Countering the threat posed by the nexus between Islamic extremism and international terrorism is a major challenge facing the United States and its allies. Amid growing fears of terrorism following graphic media coverage of online recruitment and attacks by self-proclaimed jihadists, signs are emerging that the public has become more concerned about how to keep people safe and prevent incidents of violent extremism. Our February speaker will provide an overview of the threat and prospects for its resolution.
Dr. James L. Regens is Regents Professor and founding Director of the University of Oklahoma Center for Intelligence and National Security, an Intelligence Community Center for Academic Excellence. He holds the Edward E. and Helen T. Bartlett Foundation Chair at the OU Health Sciences Center.
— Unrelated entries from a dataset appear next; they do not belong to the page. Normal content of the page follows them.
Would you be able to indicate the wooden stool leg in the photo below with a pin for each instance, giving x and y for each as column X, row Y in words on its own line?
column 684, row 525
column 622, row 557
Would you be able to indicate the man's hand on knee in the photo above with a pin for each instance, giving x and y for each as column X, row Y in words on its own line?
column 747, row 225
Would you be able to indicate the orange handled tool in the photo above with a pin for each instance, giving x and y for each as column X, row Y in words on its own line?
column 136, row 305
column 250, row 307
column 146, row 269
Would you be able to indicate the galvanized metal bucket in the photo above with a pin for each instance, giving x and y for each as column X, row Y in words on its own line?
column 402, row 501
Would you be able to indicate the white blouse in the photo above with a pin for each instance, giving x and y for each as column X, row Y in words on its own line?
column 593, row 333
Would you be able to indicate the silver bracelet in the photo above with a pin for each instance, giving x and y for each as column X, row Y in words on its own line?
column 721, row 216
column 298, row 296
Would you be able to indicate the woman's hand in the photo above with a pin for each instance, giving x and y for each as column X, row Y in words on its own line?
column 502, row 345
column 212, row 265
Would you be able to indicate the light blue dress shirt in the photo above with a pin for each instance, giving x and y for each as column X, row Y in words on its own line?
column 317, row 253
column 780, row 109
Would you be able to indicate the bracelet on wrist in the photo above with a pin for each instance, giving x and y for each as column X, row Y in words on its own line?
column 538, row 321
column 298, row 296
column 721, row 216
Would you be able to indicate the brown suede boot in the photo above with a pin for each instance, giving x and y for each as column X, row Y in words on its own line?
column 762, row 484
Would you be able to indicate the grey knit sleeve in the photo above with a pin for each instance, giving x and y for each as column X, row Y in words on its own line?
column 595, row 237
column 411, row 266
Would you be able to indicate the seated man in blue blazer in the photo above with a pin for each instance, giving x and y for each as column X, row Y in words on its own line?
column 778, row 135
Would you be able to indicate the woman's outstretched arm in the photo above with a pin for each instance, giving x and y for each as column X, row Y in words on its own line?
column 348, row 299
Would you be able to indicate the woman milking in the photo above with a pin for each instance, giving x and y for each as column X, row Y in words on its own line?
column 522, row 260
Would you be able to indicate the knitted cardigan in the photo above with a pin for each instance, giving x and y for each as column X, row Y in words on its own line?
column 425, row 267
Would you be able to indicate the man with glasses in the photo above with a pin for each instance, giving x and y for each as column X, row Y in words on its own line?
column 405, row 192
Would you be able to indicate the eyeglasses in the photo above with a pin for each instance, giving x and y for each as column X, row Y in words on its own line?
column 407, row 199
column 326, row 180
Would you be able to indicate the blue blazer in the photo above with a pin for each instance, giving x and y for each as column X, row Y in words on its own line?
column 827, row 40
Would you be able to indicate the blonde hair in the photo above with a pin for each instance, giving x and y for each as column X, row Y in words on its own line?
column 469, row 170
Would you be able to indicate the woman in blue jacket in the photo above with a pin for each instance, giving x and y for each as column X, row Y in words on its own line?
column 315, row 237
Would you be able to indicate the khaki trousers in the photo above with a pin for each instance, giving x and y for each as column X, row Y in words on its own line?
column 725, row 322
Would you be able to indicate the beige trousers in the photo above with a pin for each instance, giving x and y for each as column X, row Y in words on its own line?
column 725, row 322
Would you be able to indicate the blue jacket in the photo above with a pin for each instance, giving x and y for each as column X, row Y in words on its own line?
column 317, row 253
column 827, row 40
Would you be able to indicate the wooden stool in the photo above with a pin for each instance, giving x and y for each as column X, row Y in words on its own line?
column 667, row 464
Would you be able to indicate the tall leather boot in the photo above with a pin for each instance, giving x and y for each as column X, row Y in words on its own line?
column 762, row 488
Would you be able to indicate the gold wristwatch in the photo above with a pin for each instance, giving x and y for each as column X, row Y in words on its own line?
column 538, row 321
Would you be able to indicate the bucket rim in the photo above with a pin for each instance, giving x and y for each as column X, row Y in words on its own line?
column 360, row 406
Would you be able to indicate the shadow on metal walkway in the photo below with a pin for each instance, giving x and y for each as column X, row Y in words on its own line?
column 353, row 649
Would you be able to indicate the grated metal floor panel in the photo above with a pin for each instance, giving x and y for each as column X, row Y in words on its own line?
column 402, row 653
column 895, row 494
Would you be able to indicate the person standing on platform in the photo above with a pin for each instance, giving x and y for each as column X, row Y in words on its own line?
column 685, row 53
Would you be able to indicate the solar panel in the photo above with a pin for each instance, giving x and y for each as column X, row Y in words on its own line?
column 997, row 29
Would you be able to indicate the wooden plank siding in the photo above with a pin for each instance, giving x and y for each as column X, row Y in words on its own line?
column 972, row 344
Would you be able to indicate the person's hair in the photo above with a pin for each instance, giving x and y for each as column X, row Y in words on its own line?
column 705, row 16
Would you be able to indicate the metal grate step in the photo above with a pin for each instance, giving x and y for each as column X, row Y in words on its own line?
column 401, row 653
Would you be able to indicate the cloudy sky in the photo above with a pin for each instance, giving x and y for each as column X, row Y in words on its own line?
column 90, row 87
Dr. Regens previously served in policy and analytical positions in the US Government and national laboratories, in the USMC, and on the faculty of major research universities. He has field experience in Western Europe, Russia, China, the Middle East, Latin America, and sub-Saharan Africa. He has chaired multiple IAEA technical committees, is a former chair of the OECD Group on Energy and Environment, and been a consultant to and/or served on review panels for numerous organizations including SOCOM, DTRA, CIA, DHS, NIH, and the National Academy of Engineering.
He has authored over 200 publications including articles in journals such as Proceedings of the National Academy of Sciences and 8 books. His most recent book is Islamic Radicalism and Global Jihad (Georgetown University Press, 2009). He has been Principal Investigator for almost $40 million in research funding.
Dr. Regens is a member of the Council on Foreign Relations; International Institute for Strategic Studies; Association of Former Intelligence Officers; and International Association for Intelligence Education. He is a Fellow, Royal Society for Public Health.